Beverly Hills was a blazing wasteland. Buildings and cars and trees were consumed by fire. Flames licked out of a huge crater where the pavement once was, feeding on the last wisps of trapped gas escaping from below.
There was no sign of the Suburbans, or the police officers who once leaned against them, or of Kent Beaudine, the casual wreaker of the city’s doom. Marty assumed they were at the bottom of the crater, entombed with countless movie-star baubles.
The lavish houses and tall trees fronting the park were on fire, the ravenous flames jumping to the surrounding homes. It wouldn’t be long before the whole neighborhood was burning. He’d have to move fast if he didn’t want to get caught in it on his way home.
Wincing with pain, Marty lifted himself into a sitting position on the rim of the fountain, swung his legs over the edge, and was about to stand up when he froze.
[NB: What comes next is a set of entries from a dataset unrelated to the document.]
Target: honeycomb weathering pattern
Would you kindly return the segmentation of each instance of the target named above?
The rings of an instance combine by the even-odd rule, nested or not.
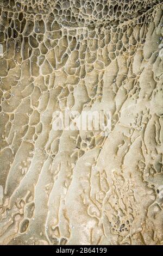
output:
[[[1,245],[163,243],[162,2],[0,0]]]

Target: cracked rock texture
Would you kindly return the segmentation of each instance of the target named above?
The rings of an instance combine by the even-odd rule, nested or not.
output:
[[[0,0],[1,245],[163,243],[162,2]]]

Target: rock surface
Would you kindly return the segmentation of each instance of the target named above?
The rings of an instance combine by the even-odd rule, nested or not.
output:
[[[163,243],[162,2],[0,0],[1,245]]]

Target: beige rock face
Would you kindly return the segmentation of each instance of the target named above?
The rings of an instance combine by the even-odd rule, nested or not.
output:
[[[161,2],[0,0],[1,245],[163,243]]]

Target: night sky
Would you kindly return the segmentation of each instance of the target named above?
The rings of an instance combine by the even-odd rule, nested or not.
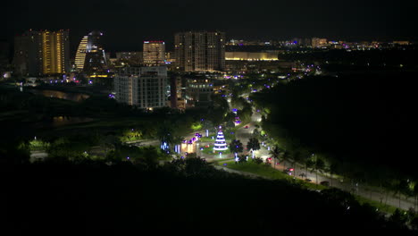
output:
[[[164,40],[187,30],[221,30],[228,38],[346,40],[416,39],[413,1],[130,1],[14,0],[5,4],[0,39],[25,30],[70,29],[71,49],[94,29],[108,51],[142,50],[143,40]],[[2,4],[2,8],[4,4]],[[2,28],[4,24],[2,24]]]

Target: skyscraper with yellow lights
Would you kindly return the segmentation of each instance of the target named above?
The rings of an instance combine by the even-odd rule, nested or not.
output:
[[[60,74],[70,70],[69,30],[40,31],[42,73]]]
[[[84,63],[86,62],[86,53],[88,45],[88,36],[83,37],[81,42],[79,42],[79,47],[77,48],[75,65],[76,69],[82,71],[84,69]]]
[[[69,31],[29,30],[15,38],[14,66],[22,75],[70,72]]]

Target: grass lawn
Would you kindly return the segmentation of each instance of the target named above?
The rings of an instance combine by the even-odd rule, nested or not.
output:
[[[242,172],[247,172],[247,173],[255,173],[268,179],[272,180],[287,180],[289,181],[296,181],[297,183],[300,184],[301,186],[309,189],[309,190],[325,190],[327,187],[322,186],[322,185],[317,185],[312,182],[306,182],[302,180],[298,179],[293,179],[293,177],[281,173],[280,171],[274,170],[272,168],[270,165],[265,165],[264,164],[257,164],[251,160],[249,160],[247,163],[244,164],[235,164],[234,160],[222,160],[222,161],[217,161],[215,162],[216,164],[222,165],[224,167],[232,169],[232,170],[237,170],[237,171],[242,171]],[[227,165],[223,165],[226,164]],[[376,207],[379,209],[379,211],[388,213],[388,214],[393,214],[397,207],[392,206],[385,206],[384,204],[380,204],[378,201],[375,200],[371,200],[369,198],[365,198],[361,196],[354,195],[355,199],[360,203],[360,204],[369,204],[373,207]],[[399,209],[401,210],[401,209]]]
[[[202,150],[203,153],[205,154],[207,154],[207,155],[216,155],[216,156],[219,156],[219,152],[222,152],[222,155],[229,155],[230,154],[230,149],[227,149],[225,151],[215,151],[215,153],[213,153],[213,146],[211,145],[209,148],[204,148],[204,149]]]

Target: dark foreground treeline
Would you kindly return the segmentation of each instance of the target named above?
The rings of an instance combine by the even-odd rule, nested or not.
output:
[[[247,179],[198,158],[163,167],[87,161],[2,171],[13,235],[412,235],[399,215],[387,220],[348,193]]]
[[[401,72],[308,77],[253,99],[270,113],[263,128],[280,140],[280,148],[305,152],[302,163],[314,153],[328,161],[330,172],[415,196],[408,182],[418,179],[410,138],[417,77]]]

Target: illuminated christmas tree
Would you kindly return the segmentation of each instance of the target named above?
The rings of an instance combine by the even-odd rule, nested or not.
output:
[[[223,136],[222,130],[221,130],[221,126],[219,127],[218,135],[216,135],[216,140],[213,146],[214,151],[224,151],[228,149],[226,147],[225,137]]]

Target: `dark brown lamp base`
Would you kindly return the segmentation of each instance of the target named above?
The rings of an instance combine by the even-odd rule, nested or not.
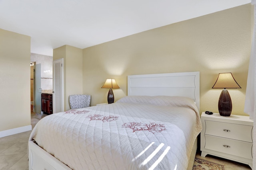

He’d nearly stepped on one of the smoking chunks of asphalt that covered the park like pieces of a meteor.
But that wasn’t what made him stop in mid-motion.
The Skipper was lying on the ground, his body scorched naked by the fire, his skin black as charcoal. But he was alive, smoke curling from his nostrils, his lungs seared.
“I don’t want to die,” the Skipper squealed, looking at Marty with imploring eyes, smoke pouring out of his mouth.
Marty crouched beside him but couldn’t bring himself to touch the man. “You won’t.”
But a few moments later, the cameraman did.
Marty didn’t even know his name. All Marty knew about him was that he spit tobacco and worked on The Torkelsons.
It wasn’t much of an epitaph.
He rose up slowly, unable to take his eyes off the horrifying sight of the dead man. Somewhere deep inside, the Skipper was still burning, thin wisps of smoke drifting out between his charred, dead lips.
Marty looked around for Gilligan and found him in pieces. The camera assistant had been decapitated by a piece of Rodeo Drive, his headless corpse slumped over the smoldering battery pack.
He looked away, repulsed and terrified. In a war, Marty thought, there must come a time when a person becomes inured to the carnage and violent death, when the experience changes from something unusual and shocking into something commonplace and expected.
That time hadn’t come for him yet. He wished it would hurry up and get here or, if it didn’t, that he could be spared any new variations on the theme. Marty didn’t know how much more he could take.
His sanity felt almost physical, like a joint that had already been flexed too far. He knew it was about to snap, but unlike with a torn ligament or broken bone, he had no idea what consequences to expect if it happened.
Maybe it wouldn’t be so bad.
Maybe it would be a pleasant numbness, a blissful separation from direct contact with reality.